Ela entra no bar com o andar tão leve quanto o vento. A fumaça do ambiente formava sombras dançarinas que surgiam e sumiam mais rápido do que os olhos podiam acompanhar. Mas os olhos dela veem tudo. Cada sombra, cada brasa semi-apagada de cigarro, cada rosto, cada alma. Percebem, detalhe a detalhe, todos os movimentos, toda a pulsação.
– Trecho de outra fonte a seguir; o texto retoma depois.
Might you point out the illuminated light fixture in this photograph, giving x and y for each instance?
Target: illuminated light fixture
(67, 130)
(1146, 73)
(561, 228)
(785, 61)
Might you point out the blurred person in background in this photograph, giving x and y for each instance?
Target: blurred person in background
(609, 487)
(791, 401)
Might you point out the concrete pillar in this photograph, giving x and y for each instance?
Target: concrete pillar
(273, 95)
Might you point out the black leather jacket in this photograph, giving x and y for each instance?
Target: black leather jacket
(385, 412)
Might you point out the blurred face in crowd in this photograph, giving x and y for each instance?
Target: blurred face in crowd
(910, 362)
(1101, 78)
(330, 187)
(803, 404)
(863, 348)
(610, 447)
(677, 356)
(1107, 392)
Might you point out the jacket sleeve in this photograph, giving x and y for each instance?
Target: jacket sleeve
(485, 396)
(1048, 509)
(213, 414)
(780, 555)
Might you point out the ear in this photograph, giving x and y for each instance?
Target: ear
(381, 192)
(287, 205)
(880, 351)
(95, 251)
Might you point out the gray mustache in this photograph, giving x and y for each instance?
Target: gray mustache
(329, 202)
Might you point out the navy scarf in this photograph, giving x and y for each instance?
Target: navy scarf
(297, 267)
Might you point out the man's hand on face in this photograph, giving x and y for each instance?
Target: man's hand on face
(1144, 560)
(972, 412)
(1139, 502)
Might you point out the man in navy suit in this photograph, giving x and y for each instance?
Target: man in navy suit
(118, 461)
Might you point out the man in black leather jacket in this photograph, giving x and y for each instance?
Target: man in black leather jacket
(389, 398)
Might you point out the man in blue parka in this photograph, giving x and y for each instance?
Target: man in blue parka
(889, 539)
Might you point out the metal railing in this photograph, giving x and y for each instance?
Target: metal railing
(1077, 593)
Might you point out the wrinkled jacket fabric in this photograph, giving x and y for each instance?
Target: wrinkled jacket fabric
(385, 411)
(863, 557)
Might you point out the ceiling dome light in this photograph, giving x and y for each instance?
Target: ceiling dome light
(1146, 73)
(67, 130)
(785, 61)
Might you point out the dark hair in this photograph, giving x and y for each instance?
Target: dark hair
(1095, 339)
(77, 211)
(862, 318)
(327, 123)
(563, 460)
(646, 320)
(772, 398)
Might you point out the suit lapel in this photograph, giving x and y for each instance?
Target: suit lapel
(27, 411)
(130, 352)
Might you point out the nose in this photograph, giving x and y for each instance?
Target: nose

À frente, num balcão arranhado, cheio de manchas de bebida derramada, dez ou quinze homens sentados, idades variadas, mergulhavam em copos sujos de uísque. Alcoolizados, embriagados por suas vidas vazias, seus problemas comuns. Nas mesas redondas de madeira escura, casais, trios, grupos inteiros de seres infelizes, rindo a toa de tudo o que conseguissem lembrar. Garçonetes com fisionomias cansadas circulavam entre damas da noite e seus clientes em potencial. Todos se moviam em câmara lenta. Arrastavam-se diante dos olhos castanhos à espreita. Pessoas arrasadas, punindo a si mesmas pelos desprazeres de uma vida sem valor. Homens e mulheres vivendo sem vontade. Humanos. Mortais!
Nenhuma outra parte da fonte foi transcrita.